What Kurzweil missed (and what he nailed)

The category hit-rate is mediocre. The pattern underneath it is what matters.

Every military-framed prediction in this batch is behind schedule or arrived via a civilian path. Every civilian or dual-use prediction is on track or ahead. The guided bullet became a patent thicket owned by startups and university labs, not a fielded round. The snake robot is crawling toward an ice moon, not through a bunker. The artificial cerebellum is running on a 0.6-watt FPGA in a neuroscience lab, not inside a prosthetic arm. Meanwhile, the machine Kurzweil treated as a near-offhand mention — an autonomous car — has accumulated more real-world driving miles than the entire U.S. Army has flown operational cargo hours in Stryker airlifts over two decades.

This is a forecasting pattern worth naming. Kurzweil, writing in 2005 with the Iraq War as backdrop and DARPA as the most visible funder of speculative autonomy, assumed the military path would cash its bets first. The budgets were there. The political will was there. But DoD procurement cycles, export controls, and human-in-the-loop doctrine created something closer to a clock running at half speed. Consumer technology ran at double. The gap compounds.

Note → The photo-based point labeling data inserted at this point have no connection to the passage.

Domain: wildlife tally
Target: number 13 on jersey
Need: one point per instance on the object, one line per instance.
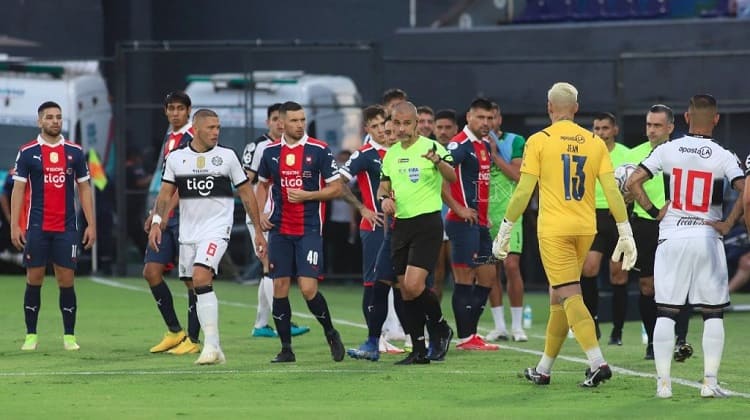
(574, 179)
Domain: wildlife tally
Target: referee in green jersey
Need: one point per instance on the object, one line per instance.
(410, 189)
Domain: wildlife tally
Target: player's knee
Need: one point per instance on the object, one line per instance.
(667, 312)
(713, 314)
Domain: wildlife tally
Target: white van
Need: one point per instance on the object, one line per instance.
(79, 89)
(332, 104)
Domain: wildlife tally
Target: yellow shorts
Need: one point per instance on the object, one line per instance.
(563, 257)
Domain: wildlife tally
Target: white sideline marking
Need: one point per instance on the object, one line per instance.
(117, 284)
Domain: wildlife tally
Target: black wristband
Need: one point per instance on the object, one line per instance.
(653, 212)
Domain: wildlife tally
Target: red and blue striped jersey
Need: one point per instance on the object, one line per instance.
(308, 165)
(366, 164)
(51, 171)
(472, 163)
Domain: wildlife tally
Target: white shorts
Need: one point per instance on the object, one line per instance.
(206, 253)
(692, 270)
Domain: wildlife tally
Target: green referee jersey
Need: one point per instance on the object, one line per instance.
(654, 187)
(618, 156)
(416, 182)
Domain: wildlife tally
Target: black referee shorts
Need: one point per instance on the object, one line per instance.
(416, 241)
(646, 234)
(606, 233)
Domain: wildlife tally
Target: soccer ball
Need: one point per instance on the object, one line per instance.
(622, 173)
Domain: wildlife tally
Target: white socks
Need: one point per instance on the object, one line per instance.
(498, 314)
(664, 347)
(265, 302)
(208, 315)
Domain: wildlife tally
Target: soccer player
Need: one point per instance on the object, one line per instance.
(467, 224)
(659, 127)
(365, 164)
(50, 167)
(204, 173)
(410, 189)
(507, 153)
(426, 121)
(302, 175)
(177, 107)
(690, 265)
(566, 160)
(605, 127)
(250, 162)
(446, 127)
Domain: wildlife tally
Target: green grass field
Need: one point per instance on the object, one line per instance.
(114, 376)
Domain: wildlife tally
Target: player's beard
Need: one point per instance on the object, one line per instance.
(52, 132)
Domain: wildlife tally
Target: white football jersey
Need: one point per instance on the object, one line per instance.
(695, 168)
(205, 183)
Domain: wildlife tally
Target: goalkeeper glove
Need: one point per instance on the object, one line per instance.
(625, 247)
(501, 244)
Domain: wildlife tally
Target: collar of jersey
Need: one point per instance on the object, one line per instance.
(469, 134)
(301, 142)
(60, 141)
(182, 129)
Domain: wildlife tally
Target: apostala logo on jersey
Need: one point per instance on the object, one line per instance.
(704, 151)
(202, 185)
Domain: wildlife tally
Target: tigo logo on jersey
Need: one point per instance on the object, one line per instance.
(414, 175)
(203, 186)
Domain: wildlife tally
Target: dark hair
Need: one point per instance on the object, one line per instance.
(446, 114)
(289, 106)
(372, 111)
(606, 116)
(179, 97)
(481, 103)
(663, 109)
(424, 109)
(203, 112)
(394, 93)
(272, 108)
(703, 101)
(47, 105)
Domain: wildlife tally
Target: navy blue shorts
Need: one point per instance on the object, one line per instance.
(295, 256)
(470, 244)
(169, 248)
(383, 262)
(372, 240)
(59, 248)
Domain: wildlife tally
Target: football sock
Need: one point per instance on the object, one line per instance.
(478, 302)
(68, 309)
(366, 302)
(282, 317)
(194, 325)
(462, 309)
(663, 346)
(379, 311)
(516, 317)
(579, 319)
(590, 294)
(32, 302)
(207, 311)
(165, 303)
(498, 314)
(319, 308)
(414, 326)
(683, 322)
(619, 305)
(264, 302)
(557, 332)
(647, 306)
(713, 346)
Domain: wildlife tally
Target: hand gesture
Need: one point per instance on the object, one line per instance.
(375, 219)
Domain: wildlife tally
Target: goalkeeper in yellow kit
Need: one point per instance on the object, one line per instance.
(566, 160)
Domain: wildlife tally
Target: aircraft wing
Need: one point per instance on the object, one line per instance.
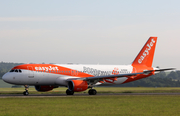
(158, 70)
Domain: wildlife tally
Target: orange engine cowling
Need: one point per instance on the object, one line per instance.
(44, 88)
(77, 85)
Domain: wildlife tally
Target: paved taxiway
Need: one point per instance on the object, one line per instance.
(99, 94)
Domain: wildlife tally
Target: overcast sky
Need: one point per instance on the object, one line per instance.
(88, 31)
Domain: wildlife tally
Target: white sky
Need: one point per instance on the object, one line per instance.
(88, 31)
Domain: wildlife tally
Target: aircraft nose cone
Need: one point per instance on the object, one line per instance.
(5, 78)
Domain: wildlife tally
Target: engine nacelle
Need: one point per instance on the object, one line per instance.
(44, 88)
(77, 85)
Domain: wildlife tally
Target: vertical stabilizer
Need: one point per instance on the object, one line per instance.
(146, 55)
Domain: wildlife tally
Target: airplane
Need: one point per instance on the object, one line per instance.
(80, 77)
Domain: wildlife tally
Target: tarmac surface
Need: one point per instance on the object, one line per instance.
(81, 94)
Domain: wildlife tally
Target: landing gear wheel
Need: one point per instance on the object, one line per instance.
(92, 92)
(26, 90)
(68, 92)
(26, 93)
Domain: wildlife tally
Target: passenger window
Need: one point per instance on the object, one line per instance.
(12, 70)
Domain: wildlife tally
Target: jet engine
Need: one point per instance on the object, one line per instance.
(44, 88)
(77, 85)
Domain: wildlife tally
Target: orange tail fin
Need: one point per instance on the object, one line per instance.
(146, 55)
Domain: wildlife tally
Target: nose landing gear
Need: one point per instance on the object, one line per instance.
(26, 90)
(92, 92)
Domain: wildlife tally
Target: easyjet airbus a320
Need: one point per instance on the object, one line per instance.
(77, 78)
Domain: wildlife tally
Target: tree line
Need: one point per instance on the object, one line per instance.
(161, 79)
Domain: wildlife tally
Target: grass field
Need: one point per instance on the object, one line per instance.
(128, 105)
(125, 105)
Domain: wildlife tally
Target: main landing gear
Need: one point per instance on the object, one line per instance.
(26, 90)
(68, 92)
(92, 92)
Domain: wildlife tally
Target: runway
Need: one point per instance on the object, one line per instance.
(81, 94)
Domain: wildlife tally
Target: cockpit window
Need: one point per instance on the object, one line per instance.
(12, 70)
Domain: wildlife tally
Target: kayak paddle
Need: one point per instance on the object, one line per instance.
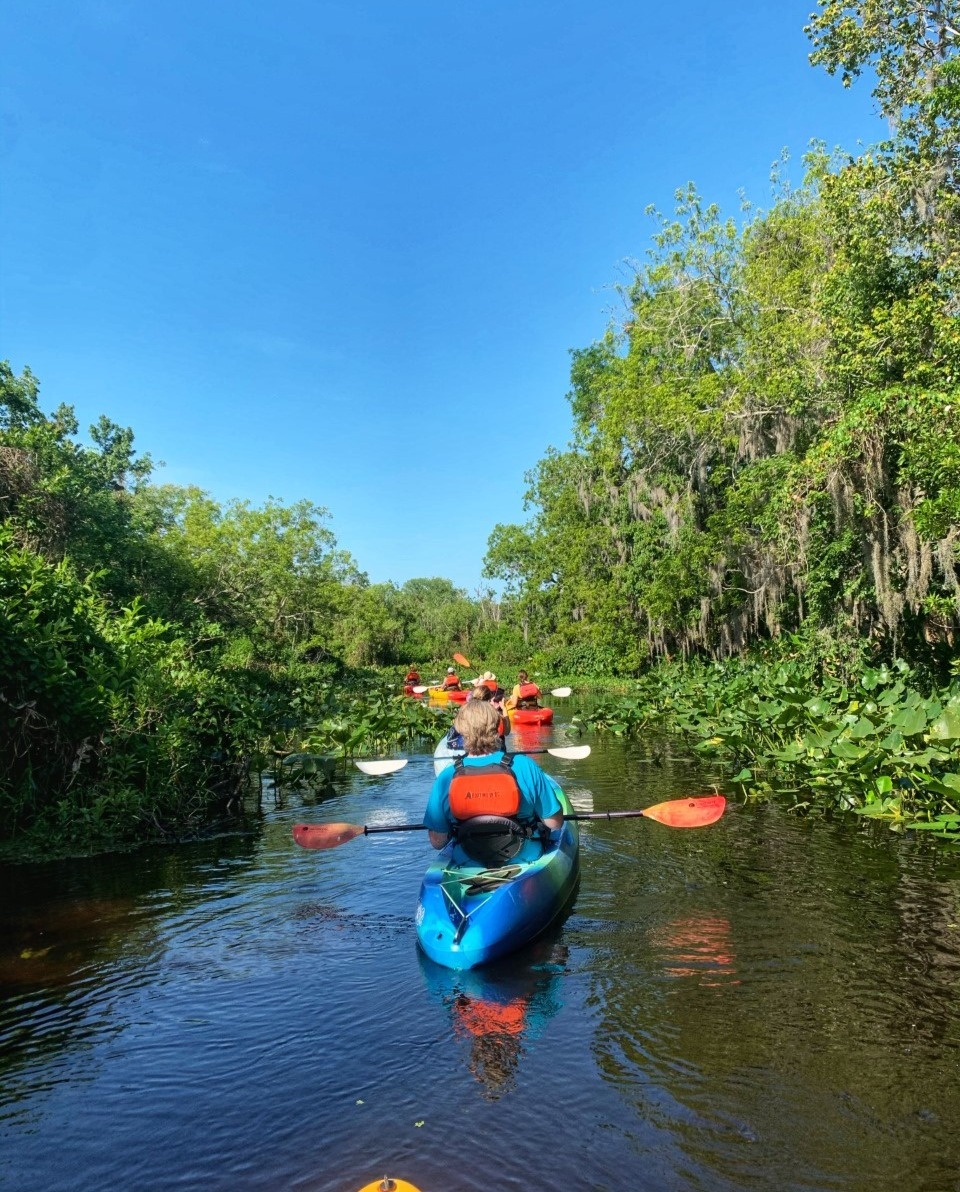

A second pattern: Kurzweil tends to get the object right and the deployment channel wrong. Smart bullets: the object exists in patents, not in rifles. Dust sensors: the silicon exists at sub-millimeter scale, but not as autonomous reconnaissance packages. Snake robots: they exist, but as space probes and surgical tools. If you read his predictions as forecasts about whether a technology will be invented, the hit rate is higher. If you read them as forecasts about who will own and use it, the miss rate jumps.

Method note

This post checked each prediction against the U.S. patent corpus (9.3 million documents through April 2026), the OpenAlex scholarly literature (357 million papers), and targeted web queries for funding, deployment, and expert commentary. Patent numbers quoted here were read claim-by-claim, not just counted. Research paper findings were pulled from full text where accessible. Kurzweil’s 2005 phrasings are cited to The Singularity Is Near; his 2024 updates are cited to The Singularity Is Nearer.



  1. Waymo, 2025 milestones and March 2026 update; Yahoo Finance, “Why 2026 could be Waymo’s year”; The Driverless Digest, “Waymo’s 2025 Year in Review.” 

  2. Traffic Injury Prevention / PubMed 39485678, “Comparison of Waymo rider-only crash data to human benchmarks at 7.1 million miles”; damfirm.com, “Waymo Accidents | NHTSA Crash Data (Updated 2026).” 

  3. DARPA EXACTO program page; IEEE Spectrum, “DARPA’s Self-Steering EXACTO Bullets Home in on Moving Targets”; DARPA news, February 2015 demonstration. 

  4. XM25 CDTE program history; The National Interest coverage of the 2018 XM25 program termination. 

  5. US Patent 12,241,721, “Shot planning and smart bullets with active electronics,” claims 1-20. 

  6. NASA JPL, “EELS (Exobiology Extant Life Surveyor)”; Science Robotics, cover feature March 2024; CMU, “CMU Researchers Contribute to NASA’s Autonomous Robot Snake.” 

  7. Naveros et al., “Artificial cerebellum on FPGA: realistic real-time cerebellar spiking neural network model capable of real-world adaptive motor control,” Frontiers in Neuroscience (2024), PMC11079192.